As empresas já em funcionamento terão até quatro meses para se adequar às novas regras.
Contexto: ataques e esquemas criminosos
As mudanças vêm após uma sequência de casos que expuseram fragilidades no sistema.
- Julho de 2024 – A C&M Software, que conecta instituições financeiras ao Banco Central, informou ter sido alvo de um ataque cibernético em sua infraestrutura.
- Setembro de 2024 – A Sinqia, empresa que integra bancos ao Pix, sofreu ataque que resultou em aproximadamente R$ 710 milhões em transações não autorizadas.
- Setembro de 2024 – A fintech Monbank anunciou que hackers desviaram R$ 4,9 milhões. Segundo a empresa, nenhuma conta de cliente foi comprometida e cerca de R$ 4,7 milhões foram recuperados.
Além disso, uma investigação da Polícia Federal revelou que o crime organizado usava fintechs e fundos de investimento para movimentar bilhões de reais de forma ilegal. O esquema, ligado ao setor de combustíveis, deixou de recolher R$ 7,6 bilhões em impostos e envolvia pelo menos 40 fundos.
Segundo o BC, esses episódios mostram que a infraestrutura usada por algumas fintechs e prestadores de serviços se tornou um ponto de vulnerabilidade, exigindo regras mais rígidas.
Impacto para o cidadão comum
Na prática, a maior parte da população não sentirá mudanças diretas no uso do Pix.
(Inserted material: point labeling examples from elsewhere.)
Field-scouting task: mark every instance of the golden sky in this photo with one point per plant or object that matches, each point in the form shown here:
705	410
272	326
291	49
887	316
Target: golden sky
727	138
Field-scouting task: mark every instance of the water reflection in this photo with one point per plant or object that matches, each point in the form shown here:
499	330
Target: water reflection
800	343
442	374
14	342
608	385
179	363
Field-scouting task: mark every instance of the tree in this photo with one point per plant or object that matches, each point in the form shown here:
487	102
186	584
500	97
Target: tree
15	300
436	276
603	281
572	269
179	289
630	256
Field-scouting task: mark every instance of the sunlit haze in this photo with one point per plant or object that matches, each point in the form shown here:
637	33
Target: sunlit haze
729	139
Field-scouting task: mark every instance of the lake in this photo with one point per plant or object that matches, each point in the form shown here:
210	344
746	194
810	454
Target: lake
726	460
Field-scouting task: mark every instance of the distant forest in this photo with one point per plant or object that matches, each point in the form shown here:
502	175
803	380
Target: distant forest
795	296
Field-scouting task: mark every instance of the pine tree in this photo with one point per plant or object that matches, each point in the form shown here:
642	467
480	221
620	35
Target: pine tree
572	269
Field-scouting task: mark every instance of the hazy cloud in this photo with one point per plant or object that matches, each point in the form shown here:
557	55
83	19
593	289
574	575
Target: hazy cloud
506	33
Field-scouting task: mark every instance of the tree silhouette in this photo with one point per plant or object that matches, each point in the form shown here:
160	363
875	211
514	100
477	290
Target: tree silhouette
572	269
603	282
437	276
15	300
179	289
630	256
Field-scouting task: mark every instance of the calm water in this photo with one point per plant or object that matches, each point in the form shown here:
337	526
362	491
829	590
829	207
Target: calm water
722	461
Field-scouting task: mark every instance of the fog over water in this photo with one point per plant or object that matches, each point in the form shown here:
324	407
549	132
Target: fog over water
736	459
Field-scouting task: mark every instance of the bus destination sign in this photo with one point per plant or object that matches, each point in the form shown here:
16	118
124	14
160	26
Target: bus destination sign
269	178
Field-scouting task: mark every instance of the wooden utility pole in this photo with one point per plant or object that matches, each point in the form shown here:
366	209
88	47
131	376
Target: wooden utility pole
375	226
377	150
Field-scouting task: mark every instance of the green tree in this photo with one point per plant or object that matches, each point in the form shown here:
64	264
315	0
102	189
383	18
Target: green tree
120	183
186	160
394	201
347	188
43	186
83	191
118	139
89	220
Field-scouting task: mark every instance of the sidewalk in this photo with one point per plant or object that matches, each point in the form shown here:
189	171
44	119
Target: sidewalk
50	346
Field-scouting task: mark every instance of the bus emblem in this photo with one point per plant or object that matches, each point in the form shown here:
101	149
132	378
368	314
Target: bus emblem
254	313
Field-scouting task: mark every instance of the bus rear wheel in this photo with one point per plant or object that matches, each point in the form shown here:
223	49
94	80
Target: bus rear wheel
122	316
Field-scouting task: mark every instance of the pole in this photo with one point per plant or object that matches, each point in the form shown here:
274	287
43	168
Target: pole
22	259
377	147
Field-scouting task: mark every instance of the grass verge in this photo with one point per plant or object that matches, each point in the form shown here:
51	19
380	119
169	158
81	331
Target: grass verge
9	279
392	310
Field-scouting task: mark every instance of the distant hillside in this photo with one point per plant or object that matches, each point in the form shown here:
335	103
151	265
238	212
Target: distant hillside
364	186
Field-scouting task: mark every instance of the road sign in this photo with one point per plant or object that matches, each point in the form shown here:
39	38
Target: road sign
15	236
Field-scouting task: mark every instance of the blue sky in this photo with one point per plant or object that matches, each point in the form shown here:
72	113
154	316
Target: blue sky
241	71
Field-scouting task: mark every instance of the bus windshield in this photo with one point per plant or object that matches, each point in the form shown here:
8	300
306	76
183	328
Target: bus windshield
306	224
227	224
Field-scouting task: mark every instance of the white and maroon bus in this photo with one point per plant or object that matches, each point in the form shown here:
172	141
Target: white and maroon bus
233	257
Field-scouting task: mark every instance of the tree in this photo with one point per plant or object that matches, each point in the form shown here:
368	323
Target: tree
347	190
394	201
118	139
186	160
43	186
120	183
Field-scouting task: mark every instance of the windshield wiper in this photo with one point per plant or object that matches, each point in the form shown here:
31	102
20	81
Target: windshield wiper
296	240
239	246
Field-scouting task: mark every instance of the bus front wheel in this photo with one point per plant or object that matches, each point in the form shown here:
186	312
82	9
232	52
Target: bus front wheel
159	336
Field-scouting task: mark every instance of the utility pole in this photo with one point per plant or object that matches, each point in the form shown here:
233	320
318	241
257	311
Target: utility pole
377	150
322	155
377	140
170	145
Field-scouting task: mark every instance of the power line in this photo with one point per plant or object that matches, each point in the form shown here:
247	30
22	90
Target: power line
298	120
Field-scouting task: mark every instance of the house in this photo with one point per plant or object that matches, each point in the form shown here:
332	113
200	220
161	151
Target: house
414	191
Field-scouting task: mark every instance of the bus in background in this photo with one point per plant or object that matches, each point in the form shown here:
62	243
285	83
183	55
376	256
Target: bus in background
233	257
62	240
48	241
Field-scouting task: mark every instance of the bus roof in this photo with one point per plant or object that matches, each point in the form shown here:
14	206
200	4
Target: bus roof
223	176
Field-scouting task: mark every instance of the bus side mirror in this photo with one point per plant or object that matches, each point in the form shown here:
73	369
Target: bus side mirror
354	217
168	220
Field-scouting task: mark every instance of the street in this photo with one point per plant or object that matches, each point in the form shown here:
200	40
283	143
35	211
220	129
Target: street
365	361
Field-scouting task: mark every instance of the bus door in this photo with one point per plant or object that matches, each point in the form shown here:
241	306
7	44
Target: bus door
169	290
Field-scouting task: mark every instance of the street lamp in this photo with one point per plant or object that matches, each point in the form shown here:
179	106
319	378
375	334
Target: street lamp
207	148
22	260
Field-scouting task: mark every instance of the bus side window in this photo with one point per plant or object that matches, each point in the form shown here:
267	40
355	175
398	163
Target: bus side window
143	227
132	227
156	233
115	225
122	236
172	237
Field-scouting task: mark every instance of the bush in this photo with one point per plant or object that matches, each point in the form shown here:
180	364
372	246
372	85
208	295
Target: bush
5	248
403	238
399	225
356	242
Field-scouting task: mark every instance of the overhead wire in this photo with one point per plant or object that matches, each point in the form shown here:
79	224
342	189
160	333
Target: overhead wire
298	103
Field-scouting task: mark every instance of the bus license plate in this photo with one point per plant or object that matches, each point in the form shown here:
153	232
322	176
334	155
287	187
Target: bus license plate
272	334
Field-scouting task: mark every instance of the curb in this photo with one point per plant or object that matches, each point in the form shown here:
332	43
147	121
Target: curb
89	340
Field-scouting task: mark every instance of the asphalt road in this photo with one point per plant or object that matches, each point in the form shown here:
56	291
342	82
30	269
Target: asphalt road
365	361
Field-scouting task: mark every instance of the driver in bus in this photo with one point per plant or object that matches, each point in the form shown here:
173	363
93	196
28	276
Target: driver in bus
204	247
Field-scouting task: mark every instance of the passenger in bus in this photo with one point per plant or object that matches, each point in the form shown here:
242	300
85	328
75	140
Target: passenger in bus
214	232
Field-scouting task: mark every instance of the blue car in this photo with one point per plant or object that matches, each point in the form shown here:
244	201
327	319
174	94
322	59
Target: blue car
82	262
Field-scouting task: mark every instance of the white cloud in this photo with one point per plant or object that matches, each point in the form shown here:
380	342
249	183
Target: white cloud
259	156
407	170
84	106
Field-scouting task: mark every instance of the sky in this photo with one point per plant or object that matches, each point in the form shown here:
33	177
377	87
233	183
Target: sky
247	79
Isso porque o limite de R$ 15 mil por operação atinge apenas instituições ainda não autorizadas ou que usam PSTIs fora das novas exigências.
Nos grandes bancos e nas fintechs já autorizadas, as transferências continuarão funcionando normalmente.
O Banco Central reforça que as medidas não foram criadas para dificultar a vida do consumidor, mas sim para reforçar a segurança, coibir golpes e dificultar o uso do sistema financeiro por criminosos.